The theme is teenage pregnancy, and the dilemmas that arise from it: will Helen keep the child or have it aborted? Does she want to stay with Chris (the father) and perhaps marry him? How will their parents react? What will happen to the careers they have planned? The use of drama allows the moral dimension of these questions to be dealt with in its complexity, rather than as a simple matter of "should" or "shouldn't". The two main parts are played by Katie Blake, an attractive newcomer, and Sean Maguire (a former EastEnders star), who give a fine sense of two happy-go-lucky Sheffield teenagers unwillingly "catapaulted into the world of grown-ups", as they say, when a revision session for exams at her home turns into something else and she finds that she is expecting a child.
Among the supporting characters are a parent who decided to have a baby aborted, and another who, for a long time lost touch with her son. Both might as well come with the word "discuss" printed on their foreheads.
If the reactions of some of the characters are predictable, so too are many of the situations that Helen and Chris have to face.
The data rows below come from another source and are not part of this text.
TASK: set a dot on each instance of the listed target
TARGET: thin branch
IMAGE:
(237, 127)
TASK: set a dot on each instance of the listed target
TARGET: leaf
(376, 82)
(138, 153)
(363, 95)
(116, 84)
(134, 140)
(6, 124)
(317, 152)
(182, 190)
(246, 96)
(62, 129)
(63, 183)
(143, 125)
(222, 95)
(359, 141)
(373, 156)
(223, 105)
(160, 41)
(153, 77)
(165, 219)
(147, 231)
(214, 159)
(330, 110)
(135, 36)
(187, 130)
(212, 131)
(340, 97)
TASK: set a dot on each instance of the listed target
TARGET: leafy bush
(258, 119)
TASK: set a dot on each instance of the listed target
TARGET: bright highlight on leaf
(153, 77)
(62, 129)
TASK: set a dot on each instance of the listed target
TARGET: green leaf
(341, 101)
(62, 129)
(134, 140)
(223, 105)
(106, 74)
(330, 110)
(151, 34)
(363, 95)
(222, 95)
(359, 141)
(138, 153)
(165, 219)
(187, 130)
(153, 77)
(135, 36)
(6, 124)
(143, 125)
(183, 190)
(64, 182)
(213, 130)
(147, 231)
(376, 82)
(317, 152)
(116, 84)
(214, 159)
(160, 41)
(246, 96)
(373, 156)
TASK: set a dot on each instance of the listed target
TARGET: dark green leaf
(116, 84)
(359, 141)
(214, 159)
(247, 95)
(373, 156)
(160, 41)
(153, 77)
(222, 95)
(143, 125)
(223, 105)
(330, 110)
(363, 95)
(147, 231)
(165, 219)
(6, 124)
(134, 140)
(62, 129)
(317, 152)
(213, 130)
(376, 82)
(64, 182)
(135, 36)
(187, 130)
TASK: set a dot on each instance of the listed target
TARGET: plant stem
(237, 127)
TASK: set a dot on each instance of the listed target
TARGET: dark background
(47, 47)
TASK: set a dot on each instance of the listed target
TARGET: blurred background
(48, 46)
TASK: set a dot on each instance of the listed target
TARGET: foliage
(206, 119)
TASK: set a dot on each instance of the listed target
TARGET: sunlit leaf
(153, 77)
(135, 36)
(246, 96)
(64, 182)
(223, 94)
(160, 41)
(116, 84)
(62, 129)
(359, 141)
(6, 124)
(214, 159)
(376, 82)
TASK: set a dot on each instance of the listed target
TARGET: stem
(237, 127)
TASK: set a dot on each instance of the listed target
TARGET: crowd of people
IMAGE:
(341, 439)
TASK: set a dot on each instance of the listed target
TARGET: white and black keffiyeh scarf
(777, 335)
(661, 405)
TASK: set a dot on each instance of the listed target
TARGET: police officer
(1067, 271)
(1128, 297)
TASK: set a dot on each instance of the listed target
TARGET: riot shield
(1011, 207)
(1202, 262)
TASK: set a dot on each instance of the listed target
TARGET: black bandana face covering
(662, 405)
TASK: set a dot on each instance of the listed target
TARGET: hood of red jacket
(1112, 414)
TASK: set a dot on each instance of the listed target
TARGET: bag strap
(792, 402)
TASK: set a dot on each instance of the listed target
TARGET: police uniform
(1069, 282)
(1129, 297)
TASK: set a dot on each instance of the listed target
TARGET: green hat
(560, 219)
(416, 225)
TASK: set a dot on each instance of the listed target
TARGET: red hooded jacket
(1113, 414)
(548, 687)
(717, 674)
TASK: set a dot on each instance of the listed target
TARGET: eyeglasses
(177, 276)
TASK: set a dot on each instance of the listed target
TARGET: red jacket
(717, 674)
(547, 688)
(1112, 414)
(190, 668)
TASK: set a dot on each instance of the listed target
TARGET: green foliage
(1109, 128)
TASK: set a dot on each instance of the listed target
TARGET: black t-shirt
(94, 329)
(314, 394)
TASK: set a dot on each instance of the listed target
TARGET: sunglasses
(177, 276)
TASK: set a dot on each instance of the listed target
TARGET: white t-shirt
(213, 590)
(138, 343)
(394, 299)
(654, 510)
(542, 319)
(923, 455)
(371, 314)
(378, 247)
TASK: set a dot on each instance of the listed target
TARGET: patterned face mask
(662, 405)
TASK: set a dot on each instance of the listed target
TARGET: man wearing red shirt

There are agonising difficulties in communication: not only breaking the news to Helen's parents but even talking to one another on the telephone when younger siblings are listening. There may be no definite "shoulds" and "shouldn'ts", but in some cases we are given clear examples of positive and negative behaviour by family and friends. Helen's father (Peter Davison) reacts unhelpfully, while her grandfather (John Cater) proves a tower of strength. Most members of the older generation, we learn, have mistakes in their own past to hide - which may be the most accurate observation in the whole drama.
The most original idea in Dear Nobody is the device that gives it its title: Helen is imagined to have been writing a series of letters to her unborn child, describing her feelings about what has happened. This allows the script not only to explore her emotions in ways that would seem implausible if she were to express them in conversation (or dramatic monologue), but also to achieve a lyrical dimension that contrasts effectively with the mundane remarks the characters exchange among themselves. "Is it you or is it my fear that puts a tiny skipping heartbeat inside my own?" Helen asks her "Dear Nobody" when she first has confirmation of its existence.
The first episode ended with her decision to have an abortion; the second, after she has decided to keep the child, with her rejection of Chris. It is not yet clear whether she decides against staying with him for her own sake or his. The ending (in this week's final episode) is moving, plausible and unsentimental. It tells us that while some things are irrevocable, nothing is final. Life goes on and the questions for discussion have no "right" answers, only some better and others that are not so good.